Page 32 of The Last Ever After


  “It’s lovely, Hort,” Agatha said, feeling let down, “but it’s just your wish—”

  “That’s what I thought,” Hort replied, “until I saw that.”

  He pointed to the corner of the fish’s painting, where two guests holding hands—a teenage boy and girl—looked happiest of all for the new couple. The boy had a crown of silver and diamonds upon his golden head. The girl wore a matching crown in her black hair.

  Agatha lost her breath.

  “It’s me and . . . Tedros,” she whispered.

  “And I’d never wish for you to marry that prat,” snorted Hort. “I hate him too much to wish him the slightest happiness, let alone a queen with as much class and integrity as you. So if that’s inside my wish, it means it’s already going to happen. It means this whole picture is deeper than a wish, Agatha.
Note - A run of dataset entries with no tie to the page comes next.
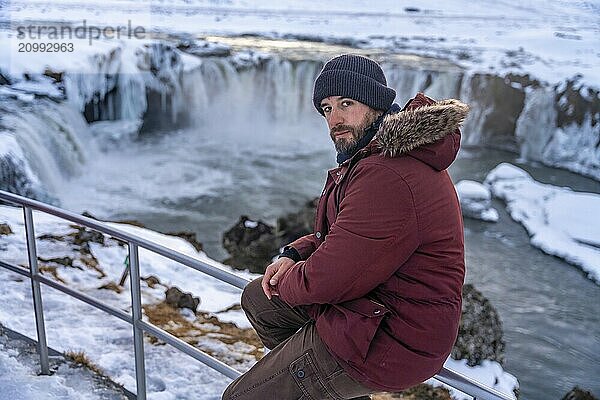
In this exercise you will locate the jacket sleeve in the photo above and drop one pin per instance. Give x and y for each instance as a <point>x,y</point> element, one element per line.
<point>374,233</point>
<point>305,245</point>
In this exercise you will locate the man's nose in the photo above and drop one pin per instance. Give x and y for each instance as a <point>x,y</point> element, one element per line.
<point>335,118</point>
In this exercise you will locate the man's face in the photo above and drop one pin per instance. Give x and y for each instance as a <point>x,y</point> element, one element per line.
<point>347,120</point>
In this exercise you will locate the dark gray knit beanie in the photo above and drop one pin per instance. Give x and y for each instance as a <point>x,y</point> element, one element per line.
<point>356,77</point>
It’s the truth. I’m going to end with Sophie and you’re going to end with Tedros. That’s our happy ending. The four of us together. No one left out.”

  Agatha’s eyes bulged, pink streaks rising on her cheeks. Oh my God. . . . This is it! She could have grabbed Hort and kissed him. This was the answer they’d been waiting for . . . the way out of this tangled fairy tale . . . the Last Ever After revealed once and for all. Sophie with Hort and she with—

  Slowly the color seeped out of Agatha’s cheeks.

  “No . . . it can’t be the truth, Hort,” she croaked. “Because I’ll never marry Tedros. And Sophie will never love you.”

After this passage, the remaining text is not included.